Single-walled carbon nanotubes (SWCNTs) were covalently linked to epidermal growth factor (EGF) proteins through an esterification process that was found to be responsible for the docking of SWCNTs on the human pancreatic cancer cells (PANC-1) surface, thus providing a mechanism for the enhanced delivery and internalization of the nanotubes. Micro Raman spectroscopy and enzyme-linked immunosorbent assay were used to evaluate the delivery process and kinetics of the SWCNTs. In vitro studies indicated that the delivery kinetics of SWCNT-EGF conjugates, at a concentration of 85 µg ml(-1), to the PANC-1 cell surfaces was significant in the first 30 min of incubation, but reached a plateau with time in accordance with the establishment of equilibrium between the association and the dissociation of EGF with the cell receptors. SWCNT-EGF conjugates could act as strong thermal ablation agents and could induce higher percentages of cellular death compared with the nontargeted SWCNTs alone.
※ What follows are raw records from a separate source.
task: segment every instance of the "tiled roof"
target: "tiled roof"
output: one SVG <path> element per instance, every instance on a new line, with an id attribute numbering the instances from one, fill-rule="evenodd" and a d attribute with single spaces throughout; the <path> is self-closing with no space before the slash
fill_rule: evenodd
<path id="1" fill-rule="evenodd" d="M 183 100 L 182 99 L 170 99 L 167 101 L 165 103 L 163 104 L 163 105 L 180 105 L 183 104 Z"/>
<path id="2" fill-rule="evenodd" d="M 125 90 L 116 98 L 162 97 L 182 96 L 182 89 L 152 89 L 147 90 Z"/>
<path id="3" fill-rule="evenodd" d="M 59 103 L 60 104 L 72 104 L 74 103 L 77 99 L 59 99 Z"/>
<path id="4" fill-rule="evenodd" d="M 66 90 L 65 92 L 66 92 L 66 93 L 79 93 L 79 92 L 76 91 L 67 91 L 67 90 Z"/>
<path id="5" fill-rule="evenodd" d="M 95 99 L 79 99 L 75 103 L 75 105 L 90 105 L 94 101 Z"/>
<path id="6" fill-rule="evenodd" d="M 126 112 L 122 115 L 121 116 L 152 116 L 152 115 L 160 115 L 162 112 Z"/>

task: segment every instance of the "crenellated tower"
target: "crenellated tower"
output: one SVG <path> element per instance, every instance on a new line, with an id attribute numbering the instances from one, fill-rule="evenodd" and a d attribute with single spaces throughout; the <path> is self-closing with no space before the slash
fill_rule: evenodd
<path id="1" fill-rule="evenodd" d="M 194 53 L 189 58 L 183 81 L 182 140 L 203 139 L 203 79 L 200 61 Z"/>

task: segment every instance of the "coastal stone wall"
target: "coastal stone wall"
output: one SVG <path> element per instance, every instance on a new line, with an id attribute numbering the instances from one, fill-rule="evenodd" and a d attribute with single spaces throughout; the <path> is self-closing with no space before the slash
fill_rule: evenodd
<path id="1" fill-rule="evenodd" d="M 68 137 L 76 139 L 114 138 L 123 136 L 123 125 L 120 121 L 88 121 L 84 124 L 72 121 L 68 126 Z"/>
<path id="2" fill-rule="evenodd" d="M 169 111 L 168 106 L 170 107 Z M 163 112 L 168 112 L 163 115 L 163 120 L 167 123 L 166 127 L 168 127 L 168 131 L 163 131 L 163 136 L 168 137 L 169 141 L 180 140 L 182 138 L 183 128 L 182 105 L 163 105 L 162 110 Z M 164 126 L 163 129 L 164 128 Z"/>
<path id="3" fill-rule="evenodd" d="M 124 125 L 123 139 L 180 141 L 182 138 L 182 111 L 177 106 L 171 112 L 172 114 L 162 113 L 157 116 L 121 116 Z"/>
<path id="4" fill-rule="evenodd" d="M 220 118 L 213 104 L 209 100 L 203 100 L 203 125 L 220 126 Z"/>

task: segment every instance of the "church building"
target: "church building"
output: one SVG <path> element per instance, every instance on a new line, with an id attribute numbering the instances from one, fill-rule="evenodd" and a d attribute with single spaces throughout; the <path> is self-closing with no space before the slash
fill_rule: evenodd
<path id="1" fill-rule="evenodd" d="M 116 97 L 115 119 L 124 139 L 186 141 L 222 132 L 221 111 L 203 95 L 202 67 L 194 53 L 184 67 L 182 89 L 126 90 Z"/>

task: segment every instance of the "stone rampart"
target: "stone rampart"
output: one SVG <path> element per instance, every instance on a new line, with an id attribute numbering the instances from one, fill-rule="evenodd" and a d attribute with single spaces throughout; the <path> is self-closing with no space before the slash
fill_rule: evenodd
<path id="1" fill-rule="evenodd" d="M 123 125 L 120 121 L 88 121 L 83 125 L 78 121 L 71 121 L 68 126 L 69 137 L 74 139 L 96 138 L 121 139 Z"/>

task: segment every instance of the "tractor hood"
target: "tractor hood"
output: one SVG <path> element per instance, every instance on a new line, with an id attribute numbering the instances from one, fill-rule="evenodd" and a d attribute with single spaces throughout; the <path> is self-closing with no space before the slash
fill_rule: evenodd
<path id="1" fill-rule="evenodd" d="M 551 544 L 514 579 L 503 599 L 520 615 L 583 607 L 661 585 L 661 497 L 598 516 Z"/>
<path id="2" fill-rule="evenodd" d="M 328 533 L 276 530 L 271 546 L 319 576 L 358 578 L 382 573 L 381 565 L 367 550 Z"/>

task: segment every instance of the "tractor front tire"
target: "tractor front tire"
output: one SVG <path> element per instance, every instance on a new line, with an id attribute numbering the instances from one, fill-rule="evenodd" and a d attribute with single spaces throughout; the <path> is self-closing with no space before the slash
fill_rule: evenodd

单壁碳纳米管 (SWCNTs) 通过酯化过程与表皮生长因子 (EGF) 蛋白共价连接,该过程被发现负责将 SWCNTs 固定在人胰腺癌细胞 (PANC-1) 表面上,从而为纳米管的增强递送和内化提供了一种机制。微拉曼光谱和酶联免疫吸附试验用于评估 SWCNTs 的递送过程和动力学。体外研究表明,在 85 µg ml(-1) 的浓度下,SWCNT-EGF 缀合物向 PANC-1 细胞表面的递送动力学在孵育的前 30 分钟内非常显著,但随着时间的推移达到平台期,这与 EGF 与细胞受体的结合和解离之间的平衡的建立一致。SWCNT-EGF 缀合物可以作为强大的热消融剂,与单独的非靶向 SWCNTs 相比,可以诱导更高比例的细胞死亡。